Les audiences du procès des personnes « impliquées » dans le réseau international de trafic de drogue au Maroc, connu sous le nom de « Escobar du Sahara », ont mis en lumière l’implication de Rabat dans la contrebande de plus de 200 tonnes de drogue vers l’Algérie sur près de deux décennies.
Dirigé par El Hadj Ahmed Ben Ibrahim, alias « Al-Mali », le scandale de ce réseau de trafic, a éclaté fin 2023. Ce baron de la drogue, qui entretient des liens étroits avec des hauts responsables du Makhzen, a bénéficié de la complicité de personnalités politiques, sécuritaires et économiques, ainsi que de figures du monde du sport.
Lors de la dernière audience devant la Cour d’appel de Casablanca, relayée par des médias locaux, les enquêtes ont révélé la complicité de l’armée marocaine à la frontière, avec des militaires acceptant des pots-de-vin pour faciliter l’acheminement de plus de 200 tonnes de cannabis vers l’Algérie. Ce trafic était organisé au profit de l’ex-parlementaire et homme d’affaires marocain Abdelnabi Bioui sur une période de près de vingt ans.
Les enregistrements téléphoniques des accusés montrent des manipulations des caméras de surveillance, permettant à ces opérations illégales de se « dérouler » sans être détectées. L’affaire inclut également des enquêtes sur la fabrication de faux témoignages pour « influencer » la justice.
La défense de l’ex-président du Wydad de Casablanca, Said Naciri, a demandé l’audition de plusieurs témoins, dont l’actuel président du club ainsi que la chanteuse marocaine Latifa Raafat, ancienne épouse d’Ahmed Ben Ibrahim.
Au cours du procès, un accusé a été confronté par le juge à des preuves et témoignages officiels impliquant le trafic de drogue entre le Maroc et l’Algérie. Parmi ces éléments figurent des déclarations d’El Hadj Ben Ibrahim citant son beau-frère Abdelnabi Bioui, surnommé « Malti ».
Selon les écoutes téléphoniques des accusés, des arrangements avaient été pris pour faciliter la contrebande de drogue. L’affaire, qui a éclaté fin 2023, ne représente qu’un fragment d’un réseau tentaculaire lié au Makhzen, qui ferme les yeux sur ces crimes.
Des dizaines d’accusés, dont l’ex-président du Wydad, Said Naciri, et l’ancien parlementaire Abdelnabi Bioui, ont été incarcérés le 22 décembre 2023.
Des rapports médiatiques concordants affirment que « Escobar du Sahara » est une création du Makhzen, qui a transformé ce trafiquant, autrefois berger, en baron de la drogue et acteur clé du trafic de cocaïne. Il aurait bénéficié de la protection du Makhzen, y compris contre des mandats d’arrêt internationaux d’Interpol.

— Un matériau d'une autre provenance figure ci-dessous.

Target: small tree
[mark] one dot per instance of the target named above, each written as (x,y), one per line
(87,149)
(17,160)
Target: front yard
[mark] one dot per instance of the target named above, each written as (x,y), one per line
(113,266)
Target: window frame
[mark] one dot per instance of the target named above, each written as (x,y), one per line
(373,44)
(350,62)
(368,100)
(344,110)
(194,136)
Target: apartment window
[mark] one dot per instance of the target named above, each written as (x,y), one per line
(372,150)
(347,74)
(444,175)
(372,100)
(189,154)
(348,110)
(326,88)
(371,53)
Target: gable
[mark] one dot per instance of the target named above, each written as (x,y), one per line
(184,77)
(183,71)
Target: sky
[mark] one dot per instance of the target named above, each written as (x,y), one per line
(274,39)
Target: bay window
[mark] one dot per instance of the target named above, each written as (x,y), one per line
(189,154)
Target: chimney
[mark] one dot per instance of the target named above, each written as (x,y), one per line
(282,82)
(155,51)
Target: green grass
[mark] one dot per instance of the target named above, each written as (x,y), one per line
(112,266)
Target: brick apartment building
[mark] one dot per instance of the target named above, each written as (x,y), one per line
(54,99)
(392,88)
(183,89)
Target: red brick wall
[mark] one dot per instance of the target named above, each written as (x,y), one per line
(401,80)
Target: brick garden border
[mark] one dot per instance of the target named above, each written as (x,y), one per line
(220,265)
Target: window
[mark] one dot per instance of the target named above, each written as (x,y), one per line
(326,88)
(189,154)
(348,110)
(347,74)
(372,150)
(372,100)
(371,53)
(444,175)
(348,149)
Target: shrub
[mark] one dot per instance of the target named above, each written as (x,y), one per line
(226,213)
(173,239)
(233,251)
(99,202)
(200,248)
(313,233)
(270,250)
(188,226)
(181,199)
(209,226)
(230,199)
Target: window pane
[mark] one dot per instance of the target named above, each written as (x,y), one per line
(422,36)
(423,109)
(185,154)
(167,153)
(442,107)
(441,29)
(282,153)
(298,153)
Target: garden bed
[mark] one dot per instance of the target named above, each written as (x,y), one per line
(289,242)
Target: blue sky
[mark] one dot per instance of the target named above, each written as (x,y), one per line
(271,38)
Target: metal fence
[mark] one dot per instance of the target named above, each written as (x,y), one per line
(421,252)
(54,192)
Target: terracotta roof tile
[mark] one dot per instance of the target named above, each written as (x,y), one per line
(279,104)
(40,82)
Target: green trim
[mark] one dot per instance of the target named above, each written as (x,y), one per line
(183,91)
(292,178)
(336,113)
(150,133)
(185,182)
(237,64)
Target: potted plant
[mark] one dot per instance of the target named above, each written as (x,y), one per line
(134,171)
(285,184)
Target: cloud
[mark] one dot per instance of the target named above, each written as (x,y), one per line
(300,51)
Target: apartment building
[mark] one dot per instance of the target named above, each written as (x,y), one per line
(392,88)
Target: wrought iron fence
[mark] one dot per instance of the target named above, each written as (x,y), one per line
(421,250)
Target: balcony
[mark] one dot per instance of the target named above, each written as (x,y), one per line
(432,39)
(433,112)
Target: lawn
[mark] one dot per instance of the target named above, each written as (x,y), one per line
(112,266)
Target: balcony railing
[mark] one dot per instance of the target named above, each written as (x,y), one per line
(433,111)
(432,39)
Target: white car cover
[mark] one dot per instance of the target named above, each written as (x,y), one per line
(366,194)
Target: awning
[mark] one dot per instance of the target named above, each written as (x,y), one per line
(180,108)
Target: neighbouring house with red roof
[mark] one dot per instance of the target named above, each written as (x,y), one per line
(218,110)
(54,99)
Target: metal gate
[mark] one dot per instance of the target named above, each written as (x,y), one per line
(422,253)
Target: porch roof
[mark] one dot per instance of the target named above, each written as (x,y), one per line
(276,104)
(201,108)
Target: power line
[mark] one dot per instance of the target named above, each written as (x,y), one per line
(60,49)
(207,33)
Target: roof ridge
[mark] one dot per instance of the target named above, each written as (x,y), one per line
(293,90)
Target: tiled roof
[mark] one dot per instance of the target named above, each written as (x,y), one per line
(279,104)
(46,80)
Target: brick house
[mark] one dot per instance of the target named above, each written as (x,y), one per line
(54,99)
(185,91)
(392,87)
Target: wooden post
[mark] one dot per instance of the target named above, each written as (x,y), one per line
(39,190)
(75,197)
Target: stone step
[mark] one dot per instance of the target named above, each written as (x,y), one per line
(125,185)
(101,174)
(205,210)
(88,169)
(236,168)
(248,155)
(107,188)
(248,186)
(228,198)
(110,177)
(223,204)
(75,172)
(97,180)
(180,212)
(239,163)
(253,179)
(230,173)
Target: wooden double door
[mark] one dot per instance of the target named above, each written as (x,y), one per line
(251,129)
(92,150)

Des observateurs de cette affaire, qui met en évidence le rôle du Makhzen dans l’inondation du monde avec des tonnes de drogue, estiment que ces procès ne sont qu’une façade. La justice marocaine n’a ouvert ce dossier que sous la pression, après que la presse internationale a révélé les dessous de ce scandale transcontinental, notamment en raison de mandats d’arrêt internationaux.
Dans le même contexte, le journal espagnol El Independiente a publié des fuites accablantes provenant d’un responsable du ministère de l’Intérieur marocain, révélant l’implication de figures influentes du Makhzen et des services de renseignement marocains dans le trafic de drogue, y compris dans les territoires occupés du Sahara occidental.
D’après ce responsable anonyme, « les renseignements militaires supervisent le dossier du trafic de drogue, les profits générés servant de fonds occultes pour financer les politiques du Maroc au Sahara occidental ainsi que ses conflits et manœuvres diplomatiques à l’international ».
Dans une déclaration antérieure à l’agence de presse algérienne APS, le journaliste marocain Ali Lahrouchi, basé à Amsterdam, a affirmé que ces procès ne sont qu’un écran de fumée destiné à protéger les véritables responsables du trafic de drogue au Maroc. Il a souligné que ce scandale n’est qu’un épisode d’une série bien orchestrée impliquant des réseaux de drogue, dont les noms les plus influents sont « soigneusement » dissimulés, y compris le conseiller royal Fouad Ali El Himma.